If you use Claude Code, Cursor, or Aider - you feel the pain.

You ask to fix a bug and it dumps 15 files into context. 45K tokens wasted.

I built PMC Engine - AST-level compression that scores every symbol and sends only what's needed.

The Numbers

FastAPI (48 files, 33K LOC, DeepSeek V4 Flash):

Simple fix: 45K -> 7.1K (84%)
Refactor: 85K -> 7.8K (91%)
Complex: 148K -> 7.7K (95%)
Avg: 91.8% reduction, 100% quality, <5ms

Quick Start

pip install pmc-engine
pmc index ./my-project
pmc serve --port 8080

MIT: https://github.com/mdayan8/pmc-engine

Top comments (1)

Harjot Singh • May 31

AST compression is the clever, underused lever - instead of dumping whole files into context, you send the structural skeleton (signatures, types, call graph) and only expand the bodies the task actually needs. 96% is plausible because most of what people paste into a model is irrelevant implementation detail; the model usually needs the shape, not every line. Treating code as a tree you can prune beats treating it as a flat blob of tokens.
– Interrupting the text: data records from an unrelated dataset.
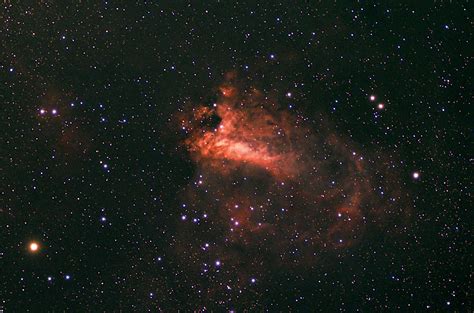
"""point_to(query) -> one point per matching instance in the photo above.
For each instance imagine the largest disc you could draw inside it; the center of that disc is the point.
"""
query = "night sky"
(227, 156)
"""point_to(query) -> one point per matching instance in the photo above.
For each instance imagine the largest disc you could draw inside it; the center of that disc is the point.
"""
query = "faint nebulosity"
(234, 156)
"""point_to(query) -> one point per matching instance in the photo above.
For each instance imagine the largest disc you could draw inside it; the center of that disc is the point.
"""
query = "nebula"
(272, 190)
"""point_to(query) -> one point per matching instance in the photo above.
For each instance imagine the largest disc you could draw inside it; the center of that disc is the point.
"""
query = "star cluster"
(213, 156)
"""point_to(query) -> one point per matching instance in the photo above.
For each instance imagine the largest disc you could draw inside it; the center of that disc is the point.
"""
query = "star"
(33, 247)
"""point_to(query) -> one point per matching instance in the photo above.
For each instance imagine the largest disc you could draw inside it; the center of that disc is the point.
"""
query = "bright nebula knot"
(275, 189)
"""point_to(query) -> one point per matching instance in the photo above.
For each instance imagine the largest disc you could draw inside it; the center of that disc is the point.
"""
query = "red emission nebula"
(273, 190)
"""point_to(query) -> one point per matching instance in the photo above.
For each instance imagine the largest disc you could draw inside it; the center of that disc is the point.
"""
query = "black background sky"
(117, 74)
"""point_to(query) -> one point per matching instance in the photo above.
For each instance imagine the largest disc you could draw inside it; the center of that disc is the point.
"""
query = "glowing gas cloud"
(273, 189)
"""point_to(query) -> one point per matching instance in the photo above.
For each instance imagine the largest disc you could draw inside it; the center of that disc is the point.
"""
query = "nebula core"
(272, 190)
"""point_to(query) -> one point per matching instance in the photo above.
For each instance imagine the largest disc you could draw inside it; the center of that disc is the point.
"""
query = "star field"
(234, 156)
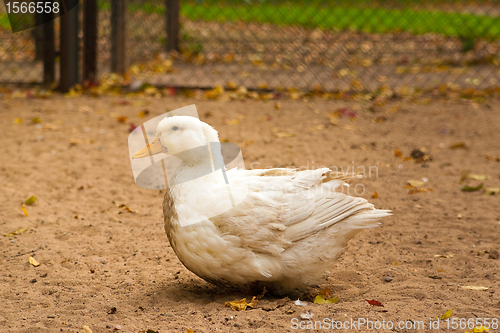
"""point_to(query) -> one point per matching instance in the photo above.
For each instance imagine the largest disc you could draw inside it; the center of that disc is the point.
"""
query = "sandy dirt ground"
(114, 270)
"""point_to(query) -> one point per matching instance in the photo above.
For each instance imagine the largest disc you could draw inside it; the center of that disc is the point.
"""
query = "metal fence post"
(48, 47)
(89, 40)
(69, 49)
(173, 28)
(118, 34)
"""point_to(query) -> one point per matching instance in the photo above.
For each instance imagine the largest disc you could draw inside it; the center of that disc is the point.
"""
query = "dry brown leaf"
(491, 190)
(444, 255)
(478, 177)
(458, 145)
(416, 183)
(86, 329)
(24, 210)
(474, 287)
(33, 261)
(242, 304)
(16, 232)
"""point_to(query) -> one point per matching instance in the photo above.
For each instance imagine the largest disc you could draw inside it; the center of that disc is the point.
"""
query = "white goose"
(285, 231)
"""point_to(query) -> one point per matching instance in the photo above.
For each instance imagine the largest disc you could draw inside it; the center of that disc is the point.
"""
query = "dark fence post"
(38, 35)
(89, 40)
(49, 53)
(173, 13)
(69, 49)
(118, 34)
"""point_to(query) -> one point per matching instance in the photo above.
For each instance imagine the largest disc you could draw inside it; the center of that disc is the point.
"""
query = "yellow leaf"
(16, 232)
(242, 304)
(416, 183)
(447, 314)
(24, 210)
(320, 300)
(86, 329)
(478, 177)
(491, 190)
(474, 288)
(458, 145)
(444, 255)
(33, 261)
(31, 200)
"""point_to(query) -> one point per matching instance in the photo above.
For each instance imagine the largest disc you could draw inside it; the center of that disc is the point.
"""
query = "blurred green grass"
(355, 15)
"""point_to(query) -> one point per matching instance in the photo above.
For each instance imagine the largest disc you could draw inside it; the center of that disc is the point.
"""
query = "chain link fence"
(331, 44)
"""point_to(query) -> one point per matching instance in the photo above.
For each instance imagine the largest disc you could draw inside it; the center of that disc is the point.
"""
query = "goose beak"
(153, 148)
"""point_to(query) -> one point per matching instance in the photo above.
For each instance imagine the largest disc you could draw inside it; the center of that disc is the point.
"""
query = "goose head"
(179, 135)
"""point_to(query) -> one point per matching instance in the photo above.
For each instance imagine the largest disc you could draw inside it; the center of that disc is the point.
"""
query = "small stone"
(493, 255)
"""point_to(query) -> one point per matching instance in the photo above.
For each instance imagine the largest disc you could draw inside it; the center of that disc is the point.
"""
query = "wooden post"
(38, 35)
(118, 34)
(69, 49)
(48, 50)
(89, 40)
(173, 12)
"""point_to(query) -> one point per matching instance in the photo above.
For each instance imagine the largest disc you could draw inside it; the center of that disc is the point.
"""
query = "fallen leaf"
(477, 177)
(491, 190)
(300, 303)
(419, 190)
(122, 119)
(325, 292)
(468, 188)
(307, 315)
(474, 287)
(374, 302)
(241, 304)
(463, 176)
(320, 300)
(16, 232)
(444, 255)
(458, 145)
(416, 183)
(142, 113)
(86, 329)
(492, 158)
(447, 314)
(33, 261)
(24, 210)
(31, 200)
(479, 329)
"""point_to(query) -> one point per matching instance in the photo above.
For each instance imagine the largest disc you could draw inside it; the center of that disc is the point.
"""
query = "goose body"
(285, 230)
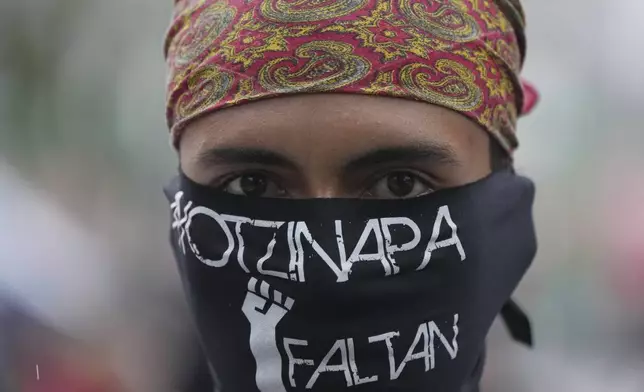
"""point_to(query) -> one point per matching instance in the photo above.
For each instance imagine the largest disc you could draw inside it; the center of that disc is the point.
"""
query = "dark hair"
(499, 158)
(513, 11)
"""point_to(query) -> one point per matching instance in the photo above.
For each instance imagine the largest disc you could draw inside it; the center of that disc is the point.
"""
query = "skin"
(334, 145)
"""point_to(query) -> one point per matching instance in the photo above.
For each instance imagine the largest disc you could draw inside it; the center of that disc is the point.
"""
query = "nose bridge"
(323, 183)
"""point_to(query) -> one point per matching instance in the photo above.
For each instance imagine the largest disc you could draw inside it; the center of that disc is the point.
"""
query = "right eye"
(253, 185)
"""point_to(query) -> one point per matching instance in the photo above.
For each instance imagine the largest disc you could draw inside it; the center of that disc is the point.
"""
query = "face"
(334, 145)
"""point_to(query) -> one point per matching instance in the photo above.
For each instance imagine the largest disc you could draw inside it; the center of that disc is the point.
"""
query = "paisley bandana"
(465, 55)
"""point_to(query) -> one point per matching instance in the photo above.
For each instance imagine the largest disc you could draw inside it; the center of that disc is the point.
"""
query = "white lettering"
(340, 345)
(292, 361)
(354, 366)
(421, 333)
(302, 230)
(434, 331)
(390, 349)
(222, 223)
(389, 247)
(373, 226)
(443, 214)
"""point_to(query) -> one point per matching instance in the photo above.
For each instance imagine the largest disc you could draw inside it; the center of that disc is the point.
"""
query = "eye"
(253, 185)
(399, 185)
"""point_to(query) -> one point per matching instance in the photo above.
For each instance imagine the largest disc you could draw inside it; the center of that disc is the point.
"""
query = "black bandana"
(348, 294)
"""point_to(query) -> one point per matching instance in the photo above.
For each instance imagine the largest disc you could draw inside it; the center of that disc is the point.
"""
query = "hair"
(499, 157)
(513, 11)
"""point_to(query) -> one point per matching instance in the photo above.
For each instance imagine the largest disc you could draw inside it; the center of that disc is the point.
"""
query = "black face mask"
(348, 294)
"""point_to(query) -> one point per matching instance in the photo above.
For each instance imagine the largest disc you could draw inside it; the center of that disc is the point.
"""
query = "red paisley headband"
(460, 54)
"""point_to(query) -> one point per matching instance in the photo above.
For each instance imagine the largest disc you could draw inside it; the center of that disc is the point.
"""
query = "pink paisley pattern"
(461, 54)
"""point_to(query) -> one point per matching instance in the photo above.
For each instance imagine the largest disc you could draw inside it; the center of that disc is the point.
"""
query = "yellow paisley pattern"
(294, 11)
(198, 37)
(206, 87)
(460, 54)
(447, 22)
(330, 65)
(267, 38)
(455, 86)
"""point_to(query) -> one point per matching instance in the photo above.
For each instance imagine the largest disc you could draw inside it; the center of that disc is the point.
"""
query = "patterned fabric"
(461, 54)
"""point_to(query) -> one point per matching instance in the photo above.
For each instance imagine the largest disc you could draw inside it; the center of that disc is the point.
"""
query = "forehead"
(333, 126)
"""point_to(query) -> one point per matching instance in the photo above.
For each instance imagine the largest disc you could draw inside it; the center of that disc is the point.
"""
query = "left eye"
(399, 185)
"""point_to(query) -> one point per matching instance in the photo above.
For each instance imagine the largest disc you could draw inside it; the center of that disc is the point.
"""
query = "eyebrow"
(432, 153)
(232, 156)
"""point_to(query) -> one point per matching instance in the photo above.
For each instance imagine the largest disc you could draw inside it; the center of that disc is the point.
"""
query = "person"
(346, 215)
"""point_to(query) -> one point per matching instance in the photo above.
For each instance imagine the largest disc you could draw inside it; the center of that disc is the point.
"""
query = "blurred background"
(84, 153)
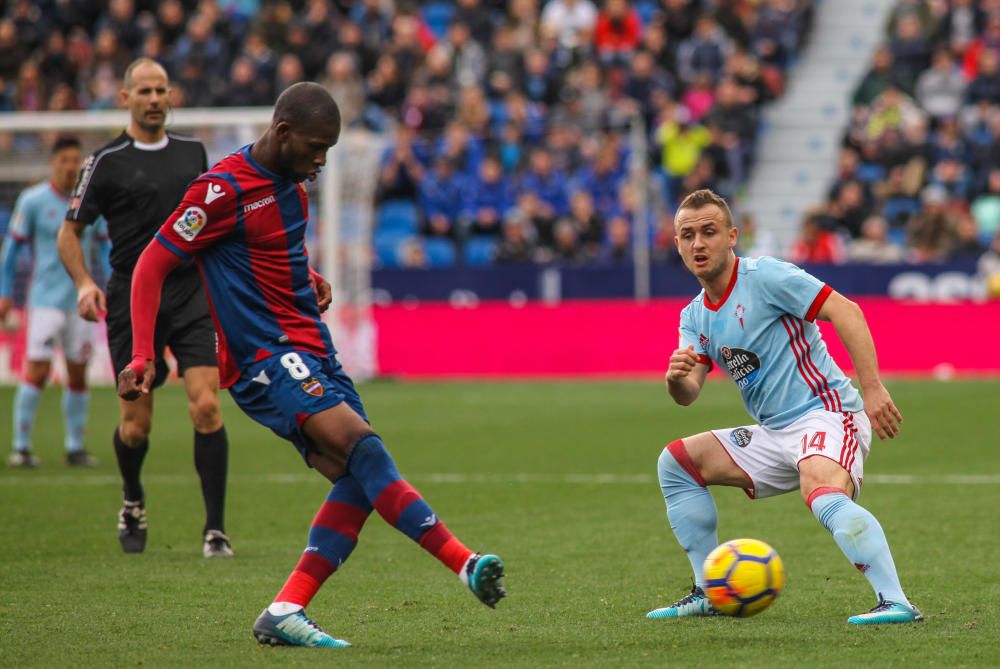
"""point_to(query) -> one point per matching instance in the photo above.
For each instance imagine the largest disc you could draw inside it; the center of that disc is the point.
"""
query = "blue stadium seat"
(479, 251)
(440, 252)
(647, 11)
(398, 216)
(870, 172)
(388, 245)
(897, 209)
(438, 17)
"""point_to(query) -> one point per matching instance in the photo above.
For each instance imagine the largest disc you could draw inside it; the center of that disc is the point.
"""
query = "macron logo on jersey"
(247, 208)
(213, 193)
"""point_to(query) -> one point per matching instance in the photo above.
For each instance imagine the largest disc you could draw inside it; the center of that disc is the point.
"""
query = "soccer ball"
(743, 577)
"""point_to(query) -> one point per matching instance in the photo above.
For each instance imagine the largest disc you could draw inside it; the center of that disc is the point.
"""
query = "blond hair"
(705, 197)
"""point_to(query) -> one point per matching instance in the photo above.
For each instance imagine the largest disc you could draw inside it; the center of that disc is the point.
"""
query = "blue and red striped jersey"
(246, 227)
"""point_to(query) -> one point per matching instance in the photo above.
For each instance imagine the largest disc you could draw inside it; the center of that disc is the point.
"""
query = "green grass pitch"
(558, 478)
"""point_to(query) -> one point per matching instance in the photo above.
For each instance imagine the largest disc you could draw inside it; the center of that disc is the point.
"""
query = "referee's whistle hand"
(132, 384)
(90, 302)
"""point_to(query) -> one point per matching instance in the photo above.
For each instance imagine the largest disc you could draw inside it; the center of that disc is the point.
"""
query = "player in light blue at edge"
(52, 316)
(755, 318)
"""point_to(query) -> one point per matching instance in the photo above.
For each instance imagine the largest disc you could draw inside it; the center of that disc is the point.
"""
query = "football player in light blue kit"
(755, 319)
(52, 316)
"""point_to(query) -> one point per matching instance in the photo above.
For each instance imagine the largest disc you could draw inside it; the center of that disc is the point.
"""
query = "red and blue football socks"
(401, 505)
(332, 538)
(690, 507)
(861, 538)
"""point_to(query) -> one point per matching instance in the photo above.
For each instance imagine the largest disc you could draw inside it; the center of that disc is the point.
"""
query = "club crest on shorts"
(313, 387)
(190, 223)
(741, 436)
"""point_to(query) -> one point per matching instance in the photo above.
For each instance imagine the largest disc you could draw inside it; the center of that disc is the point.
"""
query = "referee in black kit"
(135, 182)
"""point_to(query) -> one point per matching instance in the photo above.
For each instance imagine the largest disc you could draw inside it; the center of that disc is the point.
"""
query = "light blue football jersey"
(763, 334)
(38, 215)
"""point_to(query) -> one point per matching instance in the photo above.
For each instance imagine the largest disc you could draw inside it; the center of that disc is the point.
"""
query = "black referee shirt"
(135, 186)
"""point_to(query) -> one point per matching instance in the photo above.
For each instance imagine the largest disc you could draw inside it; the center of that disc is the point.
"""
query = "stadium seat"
(398, 216)
(479, 251)
(897, 209)
(440, 252)
(870, 172)
(647, 11)
(388, 245)
(438, 17)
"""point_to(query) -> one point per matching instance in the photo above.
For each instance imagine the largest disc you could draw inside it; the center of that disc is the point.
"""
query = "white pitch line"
(85, 479)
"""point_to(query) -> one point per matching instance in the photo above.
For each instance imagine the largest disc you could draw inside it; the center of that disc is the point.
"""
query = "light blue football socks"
(690, 508)
(862, 540)
(25, 409)
(74, 405)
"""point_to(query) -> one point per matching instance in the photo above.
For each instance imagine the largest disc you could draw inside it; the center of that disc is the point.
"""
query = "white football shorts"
(48, 327)
(771, 457)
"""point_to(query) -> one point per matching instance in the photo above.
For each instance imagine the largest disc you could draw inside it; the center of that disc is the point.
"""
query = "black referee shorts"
(184, 323)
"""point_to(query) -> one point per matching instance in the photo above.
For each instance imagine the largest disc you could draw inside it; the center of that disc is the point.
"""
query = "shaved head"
(305, 125)
(147, 65)
(307, 106)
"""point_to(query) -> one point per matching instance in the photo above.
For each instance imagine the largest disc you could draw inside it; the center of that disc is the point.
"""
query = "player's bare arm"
(323, 290)
(131, 385)
(685, 376)
(849, 322)
(154, 265)
(90, 300)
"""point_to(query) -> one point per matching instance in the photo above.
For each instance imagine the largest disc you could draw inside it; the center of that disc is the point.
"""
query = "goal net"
(341, 214)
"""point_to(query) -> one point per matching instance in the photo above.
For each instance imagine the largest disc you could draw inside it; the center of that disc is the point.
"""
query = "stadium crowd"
(509, 119)
(918, 176)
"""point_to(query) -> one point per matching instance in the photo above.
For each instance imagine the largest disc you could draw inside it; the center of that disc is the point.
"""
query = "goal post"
(341, 201)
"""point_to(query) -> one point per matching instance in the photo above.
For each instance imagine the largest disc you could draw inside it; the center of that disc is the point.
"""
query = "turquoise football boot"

The thing I'd flag: AST-aware context selection pairs beautifully with model-routing - once you've cut the context 96%, the remaining work is small enough that cheap models handle most of it, compounding the savings. That combination (smart context + per-step routing) is exactly how Moonshift (a multi-agent pipeline shipping a prompt to a real SaaS) keeps a full build ~$3 flat. Context compression and routing are the two biggest levers and they multiply. Genuinely sharp technique - are you doing the AST pruning per-task (only expand touched nodes) or a static summary? The dynamic per-task version is where the 96% really lives.